Thanks a lot Andy / Guennadi for your answers.
I wonder why SOF rmalloc & friends always force the allocations to be aligned with PLATFORM_DCACHE_ALIGN.
On Tue, Aug 23, 2022 at 5:53 PM Andy Ross andyross@google.com wrote:
It depends on what SOF is going to do with that memory, obviously. :)
The two big limitations in the past have been cache and hardware. The Xtensa architectural cache line size is 64 bytes, not 32, so that's probably not what's tripping you up (though it might be: you'd be 50/50 to get a working pointer!). IIRC the SOF heap actually returns uncached memory these days by default anyway? You need to use the uncached_to_cached() API (or the Zephyr equivalent that it's wrapping) to end up polluting the cache.

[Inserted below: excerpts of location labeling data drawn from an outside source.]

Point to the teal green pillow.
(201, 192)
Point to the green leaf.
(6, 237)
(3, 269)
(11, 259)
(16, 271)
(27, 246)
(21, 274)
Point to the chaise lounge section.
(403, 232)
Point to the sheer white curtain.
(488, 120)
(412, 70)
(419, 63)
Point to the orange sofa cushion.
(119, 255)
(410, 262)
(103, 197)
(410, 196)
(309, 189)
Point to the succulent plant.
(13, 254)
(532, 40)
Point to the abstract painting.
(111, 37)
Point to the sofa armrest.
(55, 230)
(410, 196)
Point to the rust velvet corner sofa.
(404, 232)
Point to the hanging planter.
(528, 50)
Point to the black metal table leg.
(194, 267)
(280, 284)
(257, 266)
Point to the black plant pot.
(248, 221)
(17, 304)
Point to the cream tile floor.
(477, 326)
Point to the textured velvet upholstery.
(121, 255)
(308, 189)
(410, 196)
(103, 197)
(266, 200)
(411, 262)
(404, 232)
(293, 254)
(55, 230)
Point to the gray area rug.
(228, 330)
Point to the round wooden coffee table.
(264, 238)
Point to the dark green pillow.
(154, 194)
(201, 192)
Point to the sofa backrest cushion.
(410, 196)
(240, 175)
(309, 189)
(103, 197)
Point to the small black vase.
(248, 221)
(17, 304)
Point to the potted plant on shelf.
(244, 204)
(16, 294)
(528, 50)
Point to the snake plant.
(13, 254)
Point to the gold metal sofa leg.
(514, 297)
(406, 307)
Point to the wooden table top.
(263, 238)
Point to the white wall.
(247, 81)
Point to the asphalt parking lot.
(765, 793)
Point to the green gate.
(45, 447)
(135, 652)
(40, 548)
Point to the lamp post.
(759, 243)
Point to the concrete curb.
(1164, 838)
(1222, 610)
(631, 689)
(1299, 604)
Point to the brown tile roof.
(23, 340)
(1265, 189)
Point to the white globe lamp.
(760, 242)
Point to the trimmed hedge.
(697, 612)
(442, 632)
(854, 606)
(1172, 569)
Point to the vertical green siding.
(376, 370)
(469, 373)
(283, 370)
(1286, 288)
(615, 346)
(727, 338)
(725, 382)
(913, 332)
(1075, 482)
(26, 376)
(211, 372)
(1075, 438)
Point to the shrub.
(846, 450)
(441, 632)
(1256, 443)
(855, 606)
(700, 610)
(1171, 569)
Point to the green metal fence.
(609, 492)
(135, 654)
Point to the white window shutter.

There were multiple bugs fixed in this space last year.
Actually the cache line size depends on processor configuration. On i.MX8 is 128.
The other issue on Intel was that one of the DMA controllers (I think it was the Synopsys one, but it might have been HDA) had an (undocumented?) alignment requirement of (I think?) 32 bytes. I'm fuzzier on the details here, but this seems more likely to be the kind of thing you're looking at. The resolution there was to align the requirement at the driver level, I think? So if you're using different drivers you might need to do the same thing. Guennadi or +Kai would be likely to know more about this.
Thanks this is a good point. Will look into it.